Here's an example input:
Field delimiter =
quote character = þ
þFieldName1þþFieldName2þþFieldName3þþFieldName4þ
þValue1þþValue2þþValue3þþSomeVery,Very,Very,Large value(5MB or so)þ
...etc...
Edit:
So I went ahead and created a delimited file parser from scratch. I'm kind of weary using this solution as it may be prone to bugs. It also doesn't feel "elegant" or correct to have to write my own parser for a task like this. I also have a feeling that I probably didn't have to write a parser from scratch for this anyway.
Use the File Helpers API. It's .NET and open source. It's extremely high performance using compiled IL code to set fields on strongly typed objects, and supports streaming.
It supports all sorts of file types and custom delimiters; I've used it to read files larger than 4GB.
If for some reason that doesn't do it for you, try just reading line by line with a string.split:
public IEnumerable<string[]> CreateEnumerable(StreamReader input)
{
string line;
while ((line = input.ReadLine()) != null)
{
yield return line.Split('þ');
}
}
That'll give you simple string arrays representing the lines in a streamy fashion that you can even Linq into ;) Remember however that the IEnumerable is lazy loaded, so don't close or alter the StreamReader until you've iterated (or caused a full load operation like ToList/ToArray or such - given your filesize however, I assume you won't do that!).
Here's a good sample use of it:
using (StreamReader sr = new StreamReader("c:\\test.file"))
{
var qry = from l in CreateEnumerable(sr).Skip(1)
where l[3].Contains("something")
select new { Field1 = l[0], Field2 = l[1] };
foreach (var item in qry)
{
Console.WriteLine(item.Field1 + " , " + item.Field2);
}
}
Console.ReadLine();
This will skip the header line, then print out the first two field from the file where the 4th field contains the string "something". It will do this without loading the entire file into memory.
Windows and high performance I/O means, use IO Completion ports. You may have todo some extra plumbing to get it working in your case.
This is with the understanding that you want to use C#/.NET, and according to Joe Duffy
18) Don’t use Windows Asynchronous Procedure Calls (APCs) in managed
code.
I had to learn that one the hard way ;), but ruling out APC use, IOCP is the only sane option. It also supports many other types of I/O, frequently used in socket servers.
As far as parsing the actual text, check out Eric White's blog for some streamlined stream use.
I would be inclined to use a combination of Memory Mapped Files (msdn point to a .NET wrapper here) and a simple incremental parse, yielding back to an IEnumerable list of your record / text line (or whatever)
You mention that some fields are very very big, if you try to read them in their entirety to memory you may be getting yourself into trouble. I would read through the file in 8K (or small chunks), parse the current buffer, keep track of state.

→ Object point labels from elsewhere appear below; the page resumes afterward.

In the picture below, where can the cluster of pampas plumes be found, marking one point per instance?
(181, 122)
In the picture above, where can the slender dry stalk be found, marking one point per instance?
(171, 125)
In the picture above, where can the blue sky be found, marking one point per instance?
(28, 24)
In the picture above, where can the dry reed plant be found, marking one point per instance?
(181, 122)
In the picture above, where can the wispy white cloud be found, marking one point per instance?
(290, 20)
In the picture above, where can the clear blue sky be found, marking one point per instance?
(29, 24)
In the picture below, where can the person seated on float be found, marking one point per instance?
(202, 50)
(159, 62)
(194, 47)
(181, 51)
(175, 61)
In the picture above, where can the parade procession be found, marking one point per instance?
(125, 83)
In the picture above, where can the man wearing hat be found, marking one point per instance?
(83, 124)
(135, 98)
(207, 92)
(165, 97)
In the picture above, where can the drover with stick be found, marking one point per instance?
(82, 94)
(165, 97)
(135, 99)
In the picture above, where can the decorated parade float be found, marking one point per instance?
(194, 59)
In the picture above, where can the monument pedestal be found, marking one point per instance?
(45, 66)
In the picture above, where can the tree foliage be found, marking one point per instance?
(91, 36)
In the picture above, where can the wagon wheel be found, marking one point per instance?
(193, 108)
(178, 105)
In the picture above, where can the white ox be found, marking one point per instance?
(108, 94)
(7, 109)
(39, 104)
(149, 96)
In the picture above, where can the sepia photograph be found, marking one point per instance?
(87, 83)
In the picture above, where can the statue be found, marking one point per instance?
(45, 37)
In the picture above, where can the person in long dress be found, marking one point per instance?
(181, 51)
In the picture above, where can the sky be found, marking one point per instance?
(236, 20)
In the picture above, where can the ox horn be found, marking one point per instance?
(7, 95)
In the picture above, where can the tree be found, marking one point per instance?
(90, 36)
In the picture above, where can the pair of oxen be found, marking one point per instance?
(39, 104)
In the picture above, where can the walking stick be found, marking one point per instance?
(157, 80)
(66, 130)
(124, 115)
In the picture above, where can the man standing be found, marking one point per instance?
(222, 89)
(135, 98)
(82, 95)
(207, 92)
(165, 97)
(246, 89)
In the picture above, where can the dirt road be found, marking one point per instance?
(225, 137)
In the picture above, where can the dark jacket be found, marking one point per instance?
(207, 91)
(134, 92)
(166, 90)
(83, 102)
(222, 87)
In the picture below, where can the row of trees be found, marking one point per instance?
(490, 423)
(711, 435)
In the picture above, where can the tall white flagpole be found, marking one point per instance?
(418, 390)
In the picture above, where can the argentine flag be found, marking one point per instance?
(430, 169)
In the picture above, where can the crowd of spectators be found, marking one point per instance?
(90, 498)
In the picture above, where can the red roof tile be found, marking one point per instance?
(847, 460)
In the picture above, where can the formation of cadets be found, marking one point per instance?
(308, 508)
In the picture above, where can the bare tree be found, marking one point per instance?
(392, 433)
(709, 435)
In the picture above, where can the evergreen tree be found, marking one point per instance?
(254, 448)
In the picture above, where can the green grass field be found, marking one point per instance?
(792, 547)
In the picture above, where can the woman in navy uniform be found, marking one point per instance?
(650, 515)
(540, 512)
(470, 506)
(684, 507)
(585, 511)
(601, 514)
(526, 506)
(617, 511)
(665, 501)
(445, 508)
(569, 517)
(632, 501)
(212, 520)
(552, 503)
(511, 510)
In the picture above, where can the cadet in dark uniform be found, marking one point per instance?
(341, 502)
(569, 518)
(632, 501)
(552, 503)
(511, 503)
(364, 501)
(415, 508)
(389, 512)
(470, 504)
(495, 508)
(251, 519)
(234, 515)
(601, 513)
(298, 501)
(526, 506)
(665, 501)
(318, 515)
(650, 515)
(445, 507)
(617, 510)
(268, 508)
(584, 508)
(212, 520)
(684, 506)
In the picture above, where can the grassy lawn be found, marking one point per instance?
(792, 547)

What are you trying to do with this data that you are parsing? Are you searching for something? Are you transforming it?
I don't see a problem with you writing a custom parser. The requirements seem sufficiently different to anything already provided by the BCL, so go right ahead.
"Elegance" is obviously a subjective thing. In my opinion, if your parser's API looks and works like a standard BCL "reader"-type API, then that is quite "elegant".
As for the large data sizes, make your parser work by reading one byte at a time and use a simple state machine to work out what to do. Leave the streaming and buffering to the underlying FileStream class. You should be OK with performance and memory consumption.
Example of how you might use such a parser class:
using(var reader = new EddReader(new FileStream(fileName, FileMode.Open, FileAccess.Read, FileShare.Read, 8192)) {
// Read a small field
string smallField = reader.ReadFieldAsText();
// Read a large field
Stream largeField = reader.ReadFieldAsStream();
}
While this doesn't help address the large input issue, a possible solution to the parsing issue might include a custom parser that users the strategy pattern to supply a delimiter.